ELA-837-1 libxml2 security update
Package : libxml2
ELA-837-1 libxml2 security update
Version : 2.9.1+dfsg1-5+deb8u15 (jessie), 2.9.4+dfsg1-2.2+deb9u10 (stretch)
Related CVEs :
CVE-2017-5130
CVE-2017-5969
CVE-2023-28484
CVE-2023-29469
Multiple issues were found in libxml2, the GNOME XML library, which possibly
allows an remote attacker to trigger a potential heap memory corruption or
trigger a denial of service or other unspecified impact.
The Jessie update 2.9.1+dfsg1-5+deb8u15 fixes all mentioned CVEs.

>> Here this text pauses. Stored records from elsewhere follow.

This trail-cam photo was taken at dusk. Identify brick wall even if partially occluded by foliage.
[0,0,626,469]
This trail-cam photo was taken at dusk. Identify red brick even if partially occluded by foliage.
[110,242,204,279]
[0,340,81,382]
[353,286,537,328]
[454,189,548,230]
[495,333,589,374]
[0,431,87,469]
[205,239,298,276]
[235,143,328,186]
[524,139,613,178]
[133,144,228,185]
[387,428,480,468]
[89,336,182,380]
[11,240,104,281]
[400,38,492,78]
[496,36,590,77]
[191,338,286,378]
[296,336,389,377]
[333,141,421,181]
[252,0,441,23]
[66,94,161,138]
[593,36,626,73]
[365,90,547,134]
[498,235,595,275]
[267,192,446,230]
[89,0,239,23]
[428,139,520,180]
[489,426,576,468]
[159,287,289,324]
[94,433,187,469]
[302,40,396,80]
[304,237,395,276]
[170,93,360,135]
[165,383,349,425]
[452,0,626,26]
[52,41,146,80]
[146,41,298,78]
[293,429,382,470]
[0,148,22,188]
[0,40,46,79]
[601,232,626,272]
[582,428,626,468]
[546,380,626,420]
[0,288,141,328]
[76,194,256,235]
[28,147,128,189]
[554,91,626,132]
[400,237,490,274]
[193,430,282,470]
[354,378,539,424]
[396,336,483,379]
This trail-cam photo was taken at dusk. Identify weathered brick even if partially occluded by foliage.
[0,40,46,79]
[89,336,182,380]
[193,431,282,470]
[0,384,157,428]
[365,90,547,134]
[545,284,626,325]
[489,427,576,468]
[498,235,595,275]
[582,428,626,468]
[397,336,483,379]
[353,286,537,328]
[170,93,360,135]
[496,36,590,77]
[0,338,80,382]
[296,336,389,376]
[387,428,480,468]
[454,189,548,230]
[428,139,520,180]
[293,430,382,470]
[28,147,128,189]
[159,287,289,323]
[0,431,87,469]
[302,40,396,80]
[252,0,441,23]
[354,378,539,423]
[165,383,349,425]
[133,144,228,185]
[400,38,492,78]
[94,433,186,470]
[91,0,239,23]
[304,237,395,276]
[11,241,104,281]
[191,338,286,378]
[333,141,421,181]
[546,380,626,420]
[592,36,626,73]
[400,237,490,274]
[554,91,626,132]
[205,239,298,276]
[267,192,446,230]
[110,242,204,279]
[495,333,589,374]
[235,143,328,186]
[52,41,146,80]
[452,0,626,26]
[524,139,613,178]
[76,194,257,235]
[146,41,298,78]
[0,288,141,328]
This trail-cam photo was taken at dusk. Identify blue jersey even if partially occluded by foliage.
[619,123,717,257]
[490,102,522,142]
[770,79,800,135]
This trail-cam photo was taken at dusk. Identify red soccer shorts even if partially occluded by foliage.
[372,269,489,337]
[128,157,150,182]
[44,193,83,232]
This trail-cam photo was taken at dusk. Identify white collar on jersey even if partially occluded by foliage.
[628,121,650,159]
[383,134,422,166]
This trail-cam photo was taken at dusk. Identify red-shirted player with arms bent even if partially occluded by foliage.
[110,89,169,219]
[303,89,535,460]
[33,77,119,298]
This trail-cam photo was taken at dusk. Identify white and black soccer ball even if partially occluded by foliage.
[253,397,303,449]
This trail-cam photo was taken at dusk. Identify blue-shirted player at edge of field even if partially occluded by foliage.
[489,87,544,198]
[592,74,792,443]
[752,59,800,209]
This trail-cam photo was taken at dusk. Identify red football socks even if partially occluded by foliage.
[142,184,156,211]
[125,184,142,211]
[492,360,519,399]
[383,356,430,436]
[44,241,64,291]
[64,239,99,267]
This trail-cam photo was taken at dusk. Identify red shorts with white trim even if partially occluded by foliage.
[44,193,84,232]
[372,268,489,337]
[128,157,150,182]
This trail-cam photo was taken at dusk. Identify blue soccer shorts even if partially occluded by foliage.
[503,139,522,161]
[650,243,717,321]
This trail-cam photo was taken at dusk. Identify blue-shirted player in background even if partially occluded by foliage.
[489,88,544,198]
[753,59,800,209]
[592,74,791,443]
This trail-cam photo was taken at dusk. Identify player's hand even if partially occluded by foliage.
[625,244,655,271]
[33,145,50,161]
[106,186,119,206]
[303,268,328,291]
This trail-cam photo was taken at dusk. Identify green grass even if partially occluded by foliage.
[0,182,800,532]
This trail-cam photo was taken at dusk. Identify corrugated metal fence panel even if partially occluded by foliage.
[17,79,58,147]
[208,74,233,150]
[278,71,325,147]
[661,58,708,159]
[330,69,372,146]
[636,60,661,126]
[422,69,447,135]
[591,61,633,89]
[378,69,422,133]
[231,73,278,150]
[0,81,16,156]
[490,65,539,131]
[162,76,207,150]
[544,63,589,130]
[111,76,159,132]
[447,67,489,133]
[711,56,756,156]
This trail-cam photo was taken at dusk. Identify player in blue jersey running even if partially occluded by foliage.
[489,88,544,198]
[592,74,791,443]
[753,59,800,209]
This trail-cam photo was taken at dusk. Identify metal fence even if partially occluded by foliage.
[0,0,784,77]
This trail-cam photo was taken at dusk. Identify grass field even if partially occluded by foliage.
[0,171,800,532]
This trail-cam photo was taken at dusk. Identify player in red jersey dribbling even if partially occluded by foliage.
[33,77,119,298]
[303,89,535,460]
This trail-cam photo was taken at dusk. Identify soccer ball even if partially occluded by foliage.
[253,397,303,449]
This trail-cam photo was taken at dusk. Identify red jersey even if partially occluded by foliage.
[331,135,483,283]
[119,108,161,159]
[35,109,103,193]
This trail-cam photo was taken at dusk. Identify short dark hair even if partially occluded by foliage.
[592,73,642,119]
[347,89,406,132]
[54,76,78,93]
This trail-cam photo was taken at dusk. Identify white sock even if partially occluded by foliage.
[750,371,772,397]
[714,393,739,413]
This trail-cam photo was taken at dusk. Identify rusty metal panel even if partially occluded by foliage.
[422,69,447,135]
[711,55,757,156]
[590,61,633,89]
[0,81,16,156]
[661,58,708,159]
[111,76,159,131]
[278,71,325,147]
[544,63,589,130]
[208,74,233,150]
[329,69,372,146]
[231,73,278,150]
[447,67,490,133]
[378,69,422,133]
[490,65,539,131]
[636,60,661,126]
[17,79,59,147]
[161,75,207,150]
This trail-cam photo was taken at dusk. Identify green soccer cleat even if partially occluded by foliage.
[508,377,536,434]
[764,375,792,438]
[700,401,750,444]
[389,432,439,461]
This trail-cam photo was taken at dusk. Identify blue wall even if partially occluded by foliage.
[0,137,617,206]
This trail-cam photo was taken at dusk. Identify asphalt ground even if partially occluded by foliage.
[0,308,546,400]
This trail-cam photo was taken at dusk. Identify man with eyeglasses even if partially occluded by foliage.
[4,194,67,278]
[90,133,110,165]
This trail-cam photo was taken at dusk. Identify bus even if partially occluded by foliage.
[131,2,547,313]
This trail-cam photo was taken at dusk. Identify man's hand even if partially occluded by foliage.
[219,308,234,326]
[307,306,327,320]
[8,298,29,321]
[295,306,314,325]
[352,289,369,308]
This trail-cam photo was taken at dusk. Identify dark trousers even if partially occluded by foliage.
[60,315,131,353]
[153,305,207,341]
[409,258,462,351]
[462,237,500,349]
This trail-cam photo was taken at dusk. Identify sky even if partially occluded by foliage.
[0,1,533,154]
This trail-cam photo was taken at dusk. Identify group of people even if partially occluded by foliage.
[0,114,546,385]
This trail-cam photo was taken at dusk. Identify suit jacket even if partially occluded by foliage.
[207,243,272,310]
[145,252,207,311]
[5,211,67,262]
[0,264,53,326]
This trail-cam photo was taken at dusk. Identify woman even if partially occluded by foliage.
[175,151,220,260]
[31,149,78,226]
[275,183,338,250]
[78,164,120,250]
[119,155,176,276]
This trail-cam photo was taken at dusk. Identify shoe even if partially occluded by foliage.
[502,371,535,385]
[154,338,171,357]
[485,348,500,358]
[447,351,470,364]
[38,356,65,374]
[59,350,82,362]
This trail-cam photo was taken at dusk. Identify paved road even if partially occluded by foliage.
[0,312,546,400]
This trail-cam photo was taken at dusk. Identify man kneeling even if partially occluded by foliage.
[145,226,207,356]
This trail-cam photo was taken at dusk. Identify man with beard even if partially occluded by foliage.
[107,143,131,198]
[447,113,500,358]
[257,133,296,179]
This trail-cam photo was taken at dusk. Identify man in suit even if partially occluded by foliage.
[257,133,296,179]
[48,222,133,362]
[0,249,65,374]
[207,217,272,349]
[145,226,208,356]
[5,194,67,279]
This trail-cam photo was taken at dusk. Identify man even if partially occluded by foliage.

The Stretch update 2.9.4+dfsg1-2.2+deb9u10 fixes CVE-2023-28484 and CVE-2023-29469,
as the other have been fixed by an previous upload – see DLA-2972-1 for details.
CVE-2017-5130
An integer overflow in xmlmemory.c in libxml2 before 2.9.5, as used in
Google Chrome prior to 62.0.3202.62 and other products, allowed a remote
attacker to potentially exploit heap corruption via a crafted XML file.
CVE-2017-5969
libxml2 2.9.4, when used in recover mode, allows one to cause a denial
of service (NULL pointer dereference) via a crafted XML document.
CVE-2023-28484
NULL dereference in xmlSchemaFixupComplexType.
CVE-2023-29469
Hashing of empty dict strings isn't deterministic.
A libxml2 security update has been released for Debian GNU/Linux 8 and 9 Extended LTS to address multiple issues.